Yes, depending on the size of the underfloor circuit(s). A buffer tank may be required but this will have to backed up with solar/oil/gas unless you want a steam engine sized solid fuel boiler to satisfy a large heating load.


----------



## pache (14 Oct 2010)

Would you not be concerened that the solid fuel appliance would cause partial blockages/blockages in the underfloor due to low return water temperatures


----------



## villa 1 (14 Oct 2010)

No, I would have no concerns as long as the solid fuel system was designed properly and not induce the entry of oxygeneted water into the system causing corrosion and sludge build up, re: position of open vent and cold feed.


----------



## fmmc (14 Oct 2010)

Hi Pache (& villa1 if you can help also), why do I need to chemically treat my system each year & how do I do same?  What is the reference to oxygenated water and as I presume it is "unhealthy", how do I seek to avoid this issue?  Thanks


----------



## villa 1 (14 Oct 2010)

Firstly, I would not treat your heating system water every year because there is no need. The plumbing/heating contrator will add a corrosion prohibitor when finally filling your heating system(after flushing out). I would recommend topping up your corrosion inhibitor approximatelly once every three years in conjunction with any servicing that has to carried out on in-situ heating appliances.
Oxygenated water in your heating system is caused by pump-over via the open vent in an open heating system. This water is pumped up the vent pipe (because of poor heating design) and flows into the feed and expansion cistern taking with it oxygen. Oxygen +water +steel(radiators/boiler) = rust build up and sludging, then pinholes in radiators and leaks.
Oxygenated water will also enter a heating system due to a leak(s).
Do not confuse treating heating water with the treatment of private water supplies, whether they are hard or soft.


----------



## pache (16 Oct 2010)

fmmc said:


> Hi Pache (& villa1 if you can help also), why do I need to chemically treat my system each year & how do I do same? What is the reference to oxygenated water and as I presume it is "unhealthy", how do I seek to avoid this issue? Thanks


 
Because running your underfloor heating directly linked to solid fuel on an open vented heating system will cause furring,a process where the inner walls of your underfloor heating pipe become coated with a layer of oxide thus reducing the flow of water through the pipework and in severe,untreated cases,total blockage.
This results in an inefficient,lasy, system that cannot serve the purpose for which it was intended.  

Underfloor heating should be pressurised for it to operate efficiently.

Locate the make of your underfloor system through any brand name visable on the system components or contacting your installer or supplier and ask this supplier/manafacturer does your system carry any warranty against corrosion whilst not connected to a pressurised system.

Please post these findings.

Meanwhile fmmc,you should not have any worries in relation to causing permenant damage to your underfloor system as the associated problems can  be rectified.
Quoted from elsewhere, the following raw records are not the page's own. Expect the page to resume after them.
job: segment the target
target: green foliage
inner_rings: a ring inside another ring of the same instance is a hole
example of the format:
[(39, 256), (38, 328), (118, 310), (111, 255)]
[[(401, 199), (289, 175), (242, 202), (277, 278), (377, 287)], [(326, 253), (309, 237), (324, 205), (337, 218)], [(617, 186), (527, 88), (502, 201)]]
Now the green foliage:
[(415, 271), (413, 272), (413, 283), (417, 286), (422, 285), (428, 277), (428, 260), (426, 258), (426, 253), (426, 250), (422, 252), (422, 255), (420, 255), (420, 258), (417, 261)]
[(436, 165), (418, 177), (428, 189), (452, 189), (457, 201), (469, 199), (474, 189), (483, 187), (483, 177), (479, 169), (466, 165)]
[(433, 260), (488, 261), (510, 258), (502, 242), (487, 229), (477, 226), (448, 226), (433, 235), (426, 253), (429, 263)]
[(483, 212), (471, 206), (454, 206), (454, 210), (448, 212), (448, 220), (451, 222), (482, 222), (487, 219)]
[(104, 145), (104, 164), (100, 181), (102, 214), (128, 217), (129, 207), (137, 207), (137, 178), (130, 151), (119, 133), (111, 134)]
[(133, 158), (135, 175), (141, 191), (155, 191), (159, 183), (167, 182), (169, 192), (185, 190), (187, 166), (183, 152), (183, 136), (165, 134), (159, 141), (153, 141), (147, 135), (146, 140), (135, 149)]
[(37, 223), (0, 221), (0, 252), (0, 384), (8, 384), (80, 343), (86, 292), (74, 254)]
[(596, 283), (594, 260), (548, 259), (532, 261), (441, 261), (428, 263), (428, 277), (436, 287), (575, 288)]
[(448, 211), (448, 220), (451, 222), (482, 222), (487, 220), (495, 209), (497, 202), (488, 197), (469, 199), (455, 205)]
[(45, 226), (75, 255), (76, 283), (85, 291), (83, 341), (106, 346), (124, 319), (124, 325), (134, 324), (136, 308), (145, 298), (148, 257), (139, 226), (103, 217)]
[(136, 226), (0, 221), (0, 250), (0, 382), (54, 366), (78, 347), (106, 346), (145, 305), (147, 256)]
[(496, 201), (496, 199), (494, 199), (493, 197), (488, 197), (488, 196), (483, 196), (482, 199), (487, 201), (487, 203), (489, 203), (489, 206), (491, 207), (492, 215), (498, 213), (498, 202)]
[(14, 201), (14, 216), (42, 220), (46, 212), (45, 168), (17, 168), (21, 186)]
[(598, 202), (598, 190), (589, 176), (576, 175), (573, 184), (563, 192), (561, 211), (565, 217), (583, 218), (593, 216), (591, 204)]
This means in straight forward language the pipework that is your underfloor heating will need a good flushing out and re-treated with an addative every so often.This flushing takes place at your underfloor heating manifold .


----------



## villa 1 (17 Oct 2010)

Firstly "Furring" is caused by temporary hard water and results in hard limescale deposits on electical heating elements in hot water systems and in some exteme cases primary flow and return pipes fitted in Direct hot water systems
Furring is not found in central heating systems, but sludging and corrosion poblems will become prevelant in as I have already explained - badly designed open vented heating systems.
I will state again that I see no problem with running underfloor heating from an open vented appliance.
If underfloor has to run on a closed system, this rules out all open vented heating appliance, stoves, ranges etc.
The system is not a huge feat of engineering

Boiler to hot water cyclinder, open vented gravity circuit
Boiler to buffer tank, buffer tank to underfloor manifold, manifold to circuits.


----------



## villa 1 (3 Feb 2011)

As I said previously, nothing, once the system is designed and installed by a competant plumbing contractor.


----------